Two of the most widely used data reductions techniques are the instance selection [23], also known as prototype selection in case of instance-based algorithms [24], and the feature selection or reduction of the data dimensionality [25]. The first technique focuses on finding an optimal subset of samples to optimize the performance of the learner while the main idea of the second technique is to replace the original set of features by a new subset that extract the main information and provide an accurate classification.

A few methods are available to approach the instance selection in the MLL domain [26,27,28] but, to the best of our knowledge, there are no studies concerning instance or prototype selection reported in LDL. With regard to the feature selection, most of LDL algorithms are built on a simple feature space where all features are used to predict all the labels. However, in real-world applications, an instance is characterized by all labels, but some labels can only be determined by some specific features of their own. Although label-specific feature selection has been widely studied in MLL [29,30], the studies we can find on this subject for LDL are still scarce [31].

Prototype selection and Label-Specific Feature Evolutionary Optimization for Label Distribution Learning, or from now ProLSFEO-LDL, is our proposal for a pre-processing algorithm adapted to LDL problems and specifically designed to mitigate the handicaps of the AA-kNN method. We provide a novel method to simultaneously address the prototype selection and the label-specific feature selection. Both pre-processing techniques can be considered as a search problem where the search space is huge. Therefore, we have devised a search method based on evolutionary algorithms [32] that allows us to obtain a solution to both problems in a reasonable time. To this end, we have adapted elements of classical evolutionary algorithms to manage LDL restrictions, we have designed a representation of the solution and a way to measure its quality, which allows us to address both problems together.

In order to evaluate the proposal proficiency, we will compare an LDL-learner applying our ProLSFEO-LDL algorithm to the raw training set and measuring six aspects of their performance. We will repeat the experiment over 13 real-world datasets and validate the results of the empirical comparisons using Wilcoxon and Bayesian Sign tests [33,34,35].

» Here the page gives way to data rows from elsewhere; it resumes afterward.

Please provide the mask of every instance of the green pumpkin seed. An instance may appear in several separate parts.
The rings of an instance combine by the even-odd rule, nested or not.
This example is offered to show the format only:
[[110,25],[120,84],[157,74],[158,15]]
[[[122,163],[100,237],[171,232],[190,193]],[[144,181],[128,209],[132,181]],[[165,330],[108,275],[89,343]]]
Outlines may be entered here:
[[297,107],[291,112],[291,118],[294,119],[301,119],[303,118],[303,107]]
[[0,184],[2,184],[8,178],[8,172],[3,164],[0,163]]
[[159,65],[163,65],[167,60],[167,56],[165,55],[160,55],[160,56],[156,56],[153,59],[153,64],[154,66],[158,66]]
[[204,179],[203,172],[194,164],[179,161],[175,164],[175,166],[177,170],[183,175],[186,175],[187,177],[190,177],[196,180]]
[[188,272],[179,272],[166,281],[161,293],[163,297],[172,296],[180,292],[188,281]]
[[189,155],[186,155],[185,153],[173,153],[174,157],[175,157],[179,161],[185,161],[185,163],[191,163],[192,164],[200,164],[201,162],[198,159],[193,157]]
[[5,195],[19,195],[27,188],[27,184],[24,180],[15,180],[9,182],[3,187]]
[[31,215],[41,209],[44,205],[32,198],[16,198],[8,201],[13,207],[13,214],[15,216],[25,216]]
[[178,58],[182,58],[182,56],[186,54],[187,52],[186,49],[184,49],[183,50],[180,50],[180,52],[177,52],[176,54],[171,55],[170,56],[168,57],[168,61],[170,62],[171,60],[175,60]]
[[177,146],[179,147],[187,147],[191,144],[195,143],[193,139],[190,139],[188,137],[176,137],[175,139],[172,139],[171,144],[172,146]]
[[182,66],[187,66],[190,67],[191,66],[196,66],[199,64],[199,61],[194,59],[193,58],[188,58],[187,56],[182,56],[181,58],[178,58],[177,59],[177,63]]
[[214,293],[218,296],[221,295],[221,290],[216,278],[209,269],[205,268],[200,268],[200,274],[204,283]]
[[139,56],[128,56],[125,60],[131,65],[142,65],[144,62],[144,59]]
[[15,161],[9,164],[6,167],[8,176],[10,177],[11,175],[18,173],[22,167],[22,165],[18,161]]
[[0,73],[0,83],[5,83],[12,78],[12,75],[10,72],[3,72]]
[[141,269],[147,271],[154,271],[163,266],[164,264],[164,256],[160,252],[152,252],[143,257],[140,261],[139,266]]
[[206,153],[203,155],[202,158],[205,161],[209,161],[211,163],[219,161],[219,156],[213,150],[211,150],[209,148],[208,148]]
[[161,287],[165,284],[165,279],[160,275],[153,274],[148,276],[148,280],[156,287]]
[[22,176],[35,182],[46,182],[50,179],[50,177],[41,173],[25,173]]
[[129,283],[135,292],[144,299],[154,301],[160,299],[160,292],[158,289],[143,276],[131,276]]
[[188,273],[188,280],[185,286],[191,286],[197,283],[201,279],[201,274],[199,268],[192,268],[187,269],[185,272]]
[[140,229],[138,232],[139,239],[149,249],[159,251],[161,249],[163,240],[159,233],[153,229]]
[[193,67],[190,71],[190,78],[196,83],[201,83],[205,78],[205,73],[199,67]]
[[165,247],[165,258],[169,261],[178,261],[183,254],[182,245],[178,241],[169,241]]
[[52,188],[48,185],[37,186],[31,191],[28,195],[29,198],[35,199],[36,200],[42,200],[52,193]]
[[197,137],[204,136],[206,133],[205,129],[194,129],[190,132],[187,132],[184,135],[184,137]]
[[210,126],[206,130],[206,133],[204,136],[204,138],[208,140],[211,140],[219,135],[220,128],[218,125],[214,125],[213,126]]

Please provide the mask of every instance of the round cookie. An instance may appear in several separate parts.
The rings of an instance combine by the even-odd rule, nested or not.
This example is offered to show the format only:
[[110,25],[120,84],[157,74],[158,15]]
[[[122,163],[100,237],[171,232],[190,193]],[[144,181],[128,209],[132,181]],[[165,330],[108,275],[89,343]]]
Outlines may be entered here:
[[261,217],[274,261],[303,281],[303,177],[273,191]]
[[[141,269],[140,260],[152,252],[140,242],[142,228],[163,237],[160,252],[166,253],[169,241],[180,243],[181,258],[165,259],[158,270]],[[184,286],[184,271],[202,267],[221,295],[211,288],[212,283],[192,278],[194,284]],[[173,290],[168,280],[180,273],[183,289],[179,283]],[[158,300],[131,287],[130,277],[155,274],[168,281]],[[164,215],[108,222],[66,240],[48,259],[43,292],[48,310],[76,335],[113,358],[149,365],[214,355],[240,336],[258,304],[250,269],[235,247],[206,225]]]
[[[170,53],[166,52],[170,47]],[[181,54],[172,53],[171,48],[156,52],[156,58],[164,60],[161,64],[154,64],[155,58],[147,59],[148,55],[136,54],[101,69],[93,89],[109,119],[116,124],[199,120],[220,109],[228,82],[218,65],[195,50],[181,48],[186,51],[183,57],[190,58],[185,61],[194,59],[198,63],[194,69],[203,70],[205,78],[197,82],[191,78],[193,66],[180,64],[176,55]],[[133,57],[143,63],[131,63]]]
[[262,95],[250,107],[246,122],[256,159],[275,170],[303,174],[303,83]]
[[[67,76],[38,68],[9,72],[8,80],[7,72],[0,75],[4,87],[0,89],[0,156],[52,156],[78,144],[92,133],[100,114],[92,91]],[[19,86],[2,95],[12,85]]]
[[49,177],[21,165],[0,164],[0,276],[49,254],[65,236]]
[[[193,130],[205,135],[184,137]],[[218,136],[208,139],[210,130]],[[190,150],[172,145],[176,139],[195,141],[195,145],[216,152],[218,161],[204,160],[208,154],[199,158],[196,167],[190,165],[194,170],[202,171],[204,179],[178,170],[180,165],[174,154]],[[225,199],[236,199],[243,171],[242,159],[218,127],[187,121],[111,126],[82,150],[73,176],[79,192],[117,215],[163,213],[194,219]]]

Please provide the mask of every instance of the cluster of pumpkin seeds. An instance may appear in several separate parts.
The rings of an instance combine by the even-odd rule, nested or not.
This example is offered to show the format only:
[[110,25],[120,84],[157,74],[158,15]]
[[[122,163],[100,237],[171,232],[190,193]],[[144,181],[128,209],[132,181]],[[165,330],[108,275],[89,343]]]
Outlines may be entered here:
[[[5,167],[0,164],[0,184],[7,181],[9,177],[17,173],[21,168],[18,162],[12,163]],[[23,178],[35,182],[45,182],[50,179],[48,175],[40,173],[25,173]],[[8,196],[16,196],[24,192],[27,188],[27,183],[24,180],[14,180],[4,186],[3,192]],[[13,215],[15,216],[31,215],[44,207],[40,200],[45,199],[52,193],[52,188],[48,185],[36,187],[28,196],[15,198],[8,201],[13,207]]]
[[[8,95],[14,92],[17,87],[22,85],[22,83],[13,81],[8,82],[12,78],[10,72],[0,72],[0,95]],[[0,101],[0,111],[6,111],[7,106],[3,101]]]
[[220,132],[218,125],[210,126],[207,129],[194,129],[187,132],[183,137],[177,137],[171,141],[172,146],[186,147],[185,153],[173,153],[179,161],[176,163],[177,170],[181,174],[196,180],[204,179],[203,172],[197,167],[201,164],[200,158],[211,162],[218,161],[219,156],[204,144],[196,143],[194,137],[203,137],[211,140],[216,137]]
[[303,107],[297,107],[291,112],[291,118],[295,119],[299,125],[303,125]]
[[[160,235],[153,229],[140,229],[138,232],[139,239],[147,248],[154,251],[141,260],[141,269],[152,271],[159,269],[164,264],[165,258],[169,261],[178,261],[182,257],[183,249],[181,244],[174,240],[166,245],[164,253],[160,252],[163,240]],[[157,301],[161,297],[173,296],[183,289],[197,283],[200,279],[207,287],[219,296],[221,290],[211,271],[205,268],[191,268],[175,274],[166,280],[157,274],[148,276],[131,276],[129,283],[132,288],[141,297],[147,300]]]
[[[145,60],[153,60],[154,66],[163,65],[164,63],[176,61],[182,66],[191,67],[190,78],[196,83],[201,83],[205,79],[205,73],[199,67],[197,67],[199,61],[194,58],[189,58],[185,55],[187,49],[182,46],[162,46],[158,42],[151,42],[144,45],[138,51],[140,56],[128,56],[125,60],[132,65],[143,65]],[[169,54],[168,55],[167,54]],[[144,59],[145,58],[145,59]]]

The rest of the paper is organized as follows. First, a brief review and discussion of the foundations of LDL, a description of data reduction techniques and an introduction to the evolutionary optimization process are given in Section 2. The proposed ProLSFEO-LDL method is described in Section 3. Then the details of the experiments are reported in Section 4. Finally, the results and conclusions are drawn in Section 5 and Section 6, respectively.

2. Preliminaries

In this section, the foundations and the most relevant studies carried out on LDL (Section 2.1), are presented. Furthermore, some basic concepts on instance selection and label-specific features selection for classification are introduced (Section 2.2), as well as the notions needed to optimize solutions using evolutionary algorithms (Section 2.3), providing the necessary background required to properly present the study carried out in this paper.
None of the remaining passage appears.